Netflix, TV

The Crown. Hold off on your loathing, folks.

Picture shows: Prince Charles (Josh O Connor) and Princess Diana (Emma Corrin)

I love movies and the big screen. I don’t mind sequels but don’t have the patience for series. I never saw an episode of Prison Break. Nor know jack about Jack Bauer. Same for House of Cards, Breaking Bad, Empire, Game of Thrones or Money Heist.
Yea, I’m that guy.
 
But two friends persuaded me to watch The Crown. Pleaded. If I enjoy British flicks and visiting good old Inglaterra, I must like The Crown, they argued.
 
Well, true. I do like fish and chips and bad weather. But dare I say some prolonged series about a musty institution was not my cuppa. I decided to give it a try nonetheless. One episode only. If it turns out to be a waste of my time, there’ll be blood and feathers.
 
So, Season 1, Episode 1.
 
Well, Season 4 couldn’t come soon enough!
 
Over several weeks I watched all three seasons. 30 episodes, I think.
 
Revealing.
 
Riveting.
 
Resplendent.
 
The picture is glorious and the attention to detail obsessive. The casting and acting are ridiculously excellent.
 
It was a rollercoaster of emotions. One moment I am at the top of the Hills of Laughter and in the next scene, I’m plunged into the Valley of Despair. I loved the monarchy. Then disrelished them. Then sympathised with them. Then got mad at them again. Then loved them again.
 
Sigh. This is why I do not watch series. My feelings are fragile, easily yoyo-ed.
 
I am not a royal-watcher and hence not knowledgeable about the monarchy. All I know about them was that Diana died, William married Kate and Megan ferreted Harry away. End of. So I found The Crown illuminating.
 
And that is the problem. It is, in large parts, fiction. Critics have accused Netflix of traducing the royals with damning fabricated history.
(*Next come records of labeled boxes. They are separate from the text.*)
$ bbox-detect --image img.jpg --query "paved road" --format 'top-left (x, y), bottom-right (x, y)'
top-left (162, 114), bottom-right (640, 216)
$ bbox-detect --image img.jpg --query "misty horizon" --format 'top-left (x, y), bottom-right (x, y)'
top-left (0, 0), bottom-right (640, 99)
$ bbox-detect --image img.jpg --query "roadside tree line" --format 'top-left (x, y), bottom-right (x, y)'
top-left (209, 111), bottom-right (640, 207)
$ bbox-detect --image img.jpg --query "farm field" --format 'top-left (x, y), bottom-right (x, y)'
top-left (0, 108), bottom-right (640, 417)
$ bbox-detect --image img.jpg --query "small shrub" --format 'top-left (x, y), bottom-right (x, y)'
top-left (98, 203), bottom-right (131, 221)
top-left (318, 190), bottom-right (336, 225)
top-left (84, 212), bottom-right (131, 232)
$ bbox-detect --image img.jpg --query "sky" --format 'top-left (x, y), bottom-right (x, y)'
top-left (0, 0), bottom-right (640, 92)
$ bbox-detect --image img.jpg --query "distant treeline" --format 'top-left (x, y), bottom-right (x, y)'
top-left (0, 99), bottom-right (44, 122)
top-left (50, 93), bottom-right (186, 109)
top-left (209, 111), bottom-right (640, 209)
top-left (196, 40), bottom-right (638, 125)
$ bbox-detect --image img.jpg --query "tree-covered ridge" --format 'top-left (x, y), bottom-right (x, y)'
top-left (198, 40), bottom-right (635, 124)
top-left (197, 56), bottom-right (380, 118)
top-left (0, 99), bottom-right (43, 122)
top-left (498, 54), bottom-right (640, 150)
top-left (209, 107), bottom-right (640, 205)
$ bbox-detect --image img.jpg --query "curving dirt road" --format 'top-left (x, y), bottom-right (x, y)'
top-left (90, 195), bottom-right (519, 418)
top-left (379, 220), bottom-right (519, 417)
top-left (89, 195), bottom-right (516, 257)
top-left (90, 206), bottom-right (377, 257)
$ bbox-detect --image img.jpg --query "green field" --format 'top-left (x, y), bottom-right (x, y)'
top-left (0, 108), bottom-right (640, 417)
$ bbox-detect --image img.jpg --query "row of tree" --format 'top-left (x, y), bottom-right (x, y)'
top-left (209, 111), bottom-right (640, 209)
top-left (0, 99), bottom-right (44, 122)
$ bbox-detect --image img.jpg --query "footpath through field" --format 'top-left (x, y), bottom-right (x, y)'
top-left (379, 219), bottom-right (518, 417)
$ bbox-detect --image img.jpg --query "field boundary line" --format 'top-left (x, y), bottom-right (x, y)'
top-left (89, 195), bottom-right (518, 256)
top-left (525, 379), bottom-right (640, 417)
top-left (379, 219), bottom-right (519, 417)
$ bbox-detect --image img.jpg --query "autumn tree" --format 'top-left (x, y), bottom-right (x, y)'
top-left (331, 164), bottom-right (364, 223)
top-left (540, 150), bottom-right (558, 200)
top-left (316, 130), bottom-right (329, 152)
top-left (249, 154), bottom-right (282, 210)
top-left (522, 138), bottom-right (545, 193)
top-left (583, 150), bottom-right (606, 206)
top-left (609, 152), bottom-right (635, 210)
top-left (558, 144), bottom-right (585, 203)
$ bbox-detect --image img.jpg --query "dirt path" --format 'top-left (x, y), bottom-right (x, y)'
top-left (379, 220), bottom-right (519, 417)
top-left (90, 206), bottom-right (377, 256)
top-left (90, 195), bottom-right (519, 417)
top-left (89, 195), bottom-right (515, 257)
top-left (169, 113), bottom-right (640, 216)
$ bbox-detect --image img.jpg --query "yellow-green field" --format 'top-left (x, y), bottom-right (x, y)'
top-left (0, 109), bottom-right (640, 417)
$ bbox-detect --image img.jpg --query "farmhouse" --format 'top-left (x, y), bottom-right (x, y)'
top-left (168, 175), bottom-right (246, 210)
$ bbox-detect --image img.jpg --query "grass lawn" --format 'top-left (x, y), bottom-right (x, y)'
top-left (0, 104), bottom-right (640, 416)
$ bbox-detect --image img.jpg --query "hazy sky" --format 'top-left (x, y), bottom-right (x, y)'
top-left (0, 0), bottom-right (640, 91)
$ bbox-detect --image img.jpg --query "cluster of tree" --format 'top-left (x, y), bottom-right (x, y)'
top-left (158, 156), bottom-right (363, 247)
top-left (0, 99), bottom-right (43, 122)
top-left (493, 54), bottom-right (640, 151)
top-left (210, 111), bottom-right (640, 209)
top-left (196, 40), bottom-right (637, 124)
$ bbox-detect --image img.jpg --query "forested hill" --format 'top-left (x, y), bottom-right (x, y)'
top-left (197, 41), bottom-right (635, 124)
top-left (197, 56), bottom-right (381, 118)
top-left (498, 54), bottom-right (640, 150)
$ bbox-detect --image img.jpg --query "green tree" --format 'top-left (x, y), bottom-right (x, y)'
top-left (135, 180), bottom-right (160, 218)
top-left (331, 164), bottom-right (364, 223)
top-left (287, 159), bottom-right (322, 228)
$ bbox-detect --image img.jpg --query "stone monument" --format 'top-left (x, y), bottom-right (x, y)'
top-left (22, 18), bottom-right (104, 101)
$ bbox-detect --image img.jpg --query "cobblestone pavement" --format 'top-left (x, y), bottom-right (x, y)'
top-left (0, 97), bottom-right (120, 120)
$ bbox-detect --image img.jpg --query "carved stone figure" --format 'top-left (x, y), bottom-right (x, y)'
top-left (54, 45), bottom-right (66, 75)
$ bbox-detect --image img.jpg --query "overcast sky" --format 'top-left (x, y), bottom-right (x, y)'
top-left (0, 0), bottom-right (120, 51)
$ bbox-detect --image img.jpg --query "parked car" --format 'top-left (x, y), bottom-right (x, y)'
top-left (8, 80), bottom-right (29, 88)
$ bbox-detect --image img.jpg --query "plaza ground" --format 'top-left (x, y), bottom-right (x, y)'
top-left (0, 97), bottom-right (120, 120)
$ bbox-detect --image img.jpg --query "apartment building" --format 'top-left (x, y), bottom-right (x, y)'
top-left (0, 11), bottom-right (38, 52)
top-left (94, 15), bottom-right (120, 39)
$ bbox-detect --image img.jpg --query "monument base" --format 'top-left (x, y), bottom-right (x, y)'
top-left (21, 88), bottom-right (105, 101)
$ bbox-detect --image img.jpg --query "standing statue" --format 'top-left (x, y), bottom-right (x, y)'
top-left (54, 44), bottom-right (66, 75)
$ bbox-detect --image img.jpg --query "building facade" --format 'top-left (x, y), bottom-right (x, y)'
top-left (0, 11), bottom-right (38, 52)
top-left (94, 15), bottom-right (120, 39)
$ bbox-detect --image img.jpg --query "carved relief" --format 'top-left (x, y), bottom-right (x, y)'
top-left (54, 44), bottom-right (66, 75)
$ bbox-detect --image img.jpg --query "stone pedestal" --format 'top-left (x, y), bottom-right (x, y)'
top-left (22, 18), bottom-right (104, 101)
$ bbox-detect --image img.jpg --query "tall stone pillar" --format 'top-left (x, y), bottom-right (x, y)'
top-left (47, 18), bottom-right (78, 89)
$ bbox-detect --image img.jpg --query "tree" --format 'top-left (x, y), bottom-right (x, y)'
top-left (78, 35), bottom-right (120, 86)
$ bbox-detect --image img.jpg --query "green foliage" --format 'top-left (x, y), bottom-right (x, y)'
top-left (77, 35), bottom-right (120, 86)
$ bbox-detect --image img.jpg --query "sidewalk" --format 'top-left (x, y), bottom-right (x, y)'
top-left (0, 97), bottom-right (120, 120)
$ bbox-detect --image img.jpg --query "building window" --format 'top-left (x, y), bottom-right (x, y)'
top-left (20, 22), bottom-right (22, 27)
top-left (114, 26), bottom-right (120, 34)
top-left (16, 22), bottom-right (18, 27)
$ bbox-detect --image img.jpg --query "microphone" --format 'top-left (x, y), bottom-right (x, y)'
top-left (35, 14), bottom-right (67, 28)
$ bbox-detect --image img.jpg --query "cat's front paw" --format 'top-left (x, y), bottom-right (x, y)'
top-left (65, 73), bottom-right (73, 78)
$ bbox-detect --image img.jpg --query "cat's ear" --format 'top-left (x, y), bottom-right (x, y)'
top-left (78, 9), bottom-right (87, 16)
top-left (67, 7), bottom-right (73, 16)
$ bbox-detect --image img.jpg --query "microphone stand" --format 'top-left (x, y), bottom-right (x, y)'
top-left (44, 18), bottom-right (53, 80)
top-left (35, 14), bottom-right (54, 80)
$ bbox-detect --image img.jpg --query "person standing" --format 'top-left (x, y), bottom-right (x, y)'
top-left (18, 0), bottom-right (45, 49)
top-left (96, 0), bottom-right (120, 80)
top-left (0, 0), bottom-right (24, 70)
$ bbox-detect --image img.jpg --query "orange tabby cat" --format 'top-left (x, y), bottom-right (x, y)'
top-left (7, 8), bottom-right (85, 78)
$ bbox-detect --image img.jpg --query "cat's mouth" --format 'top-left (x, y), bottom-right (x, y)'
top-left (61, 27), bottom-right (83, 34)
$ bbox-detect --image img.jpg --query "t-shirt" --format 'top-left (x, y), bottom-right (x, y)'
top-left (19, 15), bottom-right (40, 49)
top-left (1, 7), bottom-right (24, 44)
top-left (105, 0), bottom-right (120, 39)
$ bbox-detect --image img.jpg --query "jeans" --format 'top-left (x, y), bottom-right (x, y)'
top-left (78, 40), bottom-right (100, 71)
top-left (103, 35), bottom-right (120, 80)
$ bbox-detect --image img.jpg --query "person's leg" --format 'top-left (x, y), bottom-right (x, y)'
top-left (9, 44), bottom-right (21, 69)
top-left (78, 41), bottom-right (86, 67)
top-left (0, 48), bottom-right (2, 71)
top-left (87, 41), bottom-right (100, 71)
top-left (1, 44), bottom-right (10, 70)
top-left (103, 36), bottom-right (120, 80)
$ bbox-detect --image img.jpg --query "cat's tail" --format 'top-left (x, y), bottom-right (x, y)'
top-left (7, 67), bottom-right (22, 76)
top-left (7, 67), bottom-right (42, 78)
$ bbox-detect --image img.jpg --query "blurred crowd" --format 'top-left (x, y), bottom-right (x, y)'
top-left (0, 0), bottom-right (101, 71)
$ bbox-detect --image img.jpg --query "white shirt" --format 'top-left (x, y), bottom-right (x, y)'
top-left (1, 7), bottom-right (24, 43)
Britain’s Culture Secretary Oliver Dowden, wants Netflix to make clear the series is fiction.
 
“I fear a generation of viewers who did not live through these events may mistake fiction for fact,” he said. “Netflix’s beautifully produced work of fiction should be very clear at the beginning it is just that”.
 
Of course, Netflix has said, no guv’nor, we can’t add a disclaimer to a drama, now, can we?
 
Says them: ” We have always presented The Crown as a drama – and we have every confidence our members understand it’s a work of fiction that’s broadly based on historical events.”
 
It’s easy to understand the outrage of monarchists and royal historians. All you have to do is watch Season 4. Chagrin galore. The treatment and disregard of Margaret Thatcher by the royals. The brood’s loathing of Diana. Prince Charle’s serial adulterous relationship with Camilla. Diana’s bulimia. Oh, you’d detest the monarchy I assure you. 
 
Yet it is all fiction. Not until I came across opinion pieces on the show did I realise that.
 
It is reasonable to believe only a few viewers of The Crown know this. That it is “an act of creative imagination” with a “constant push-pull” between fact and fiction, according to creator Peter Morgan.
 
And that shows the huge propagandising power of movies and cinema. The lines between truth and fiction become blurred. China and Russia are always villains. Brazil is all favelas. And Africa is one country and we all look and speak alike. A lie travels around the world in seconds before the truth has laced its boots.
 
What is true, what is fiction?
 
Damn if I’ll be trusting the TV or social media to tell me.